Bullhead
(Belgium and France, 2012)
8-14 February; DCA
Bullhead is the 2012 Academy Award nominated film by Belgian director Michaël R. Roskam. His other works include Carlos (2004), winner of the Audience Award at Leuven International Short Film Festival, and Today is Friday (2007) an adaptation of Ernest Hemingway’s short, one act play of the same title.
Bullhead stars Matthias Schoenaerts as Jacky Vanmarsenille; a pumped- up, steroid-fuelled cattle farmer with a traumatic past. The plot follows Jacky as he enters into a black market deal with Mafia sorts within the beef industry. After a police officer is murdered, the police authorities begin to suspect Jacky’s involvement and the story begins to unfold. The premise is simple enough. Yet without giving too much away, first impressions are deceptive. To judge Bullhead as a “good” or a “bad” film is perhaps beside the point. It is instead useful then to consider the film as Janus-faced.

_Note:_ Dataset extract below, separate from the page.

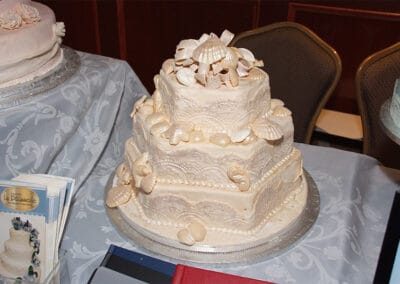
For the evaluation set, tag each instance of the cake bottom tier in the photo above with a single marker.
(284, 228)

One face comprises of the shady deal, the murdered policeman and the unleashing of a chain of events, played out to the film’s conclusion; the other gives context to the character of Jacky. Upon watching the first half hour, where the deal and murder unfolds, one could be forgiven for thinking that Roskam has just made a pseudo-mafia flick with a dire storyline. This is further suggested by the quite frankly terrible performances of numerous minor characters and extras; even Matthias’s interpretation of Jacky – the lumbering, juiced up cattle farmer, appears more like one of the cows he farms than a black market dealer. The musical score, by relatively unknown composer Raf Keunen, tends towards the melodramatic; the film’s slow moving, though often beautifully shot cinematography, jars with the storyline. Everything seems so incongruent and awkward that Bullhead gives the appearance of being just a really badly made film. Yet this is perhaps Roskam’s greatest strength; by deliberately creating such tensions and juxtapositions, he hides the underpinning horror of the whole.
The other Bullhead begins with the first of several flashbacks into Jacky’s childhood. It is here that Roskam reveals that the events of the first part of the film are really only a supplement to Jacky’s tragic childhood. This concealment of the truth from the audience is essential to the story’s success. As Roskam forces Jacky to face the demons he has been hiding from, the audience undergoes a similar awful understanding to the significance of Jacky’s suffering. All of this rests on the singularly outstanding performance by Matthias as the vulnerable boy hidden within a hulking man’s body.
In terms of the subject matter, this is a very dark, difficult and disturbing story. Yet for many people facing issues of a comparable nature to those of the protagonist, the examination of personal consequences and their social implications is of huge significance. Bullhead may provide society a clearer understanding of such sufferings, and particularly the consequences all too often left hid under the cover of silence. Though male viewers in particular may feel a sense of nausea, all viewers will be confronted with a bleak and terrible account of the horrendous ordeal of a child, and the irreversible consequences that follow into adulthood. On reflection, one must state the obvious: in a tale such as this, there can be no happy ending.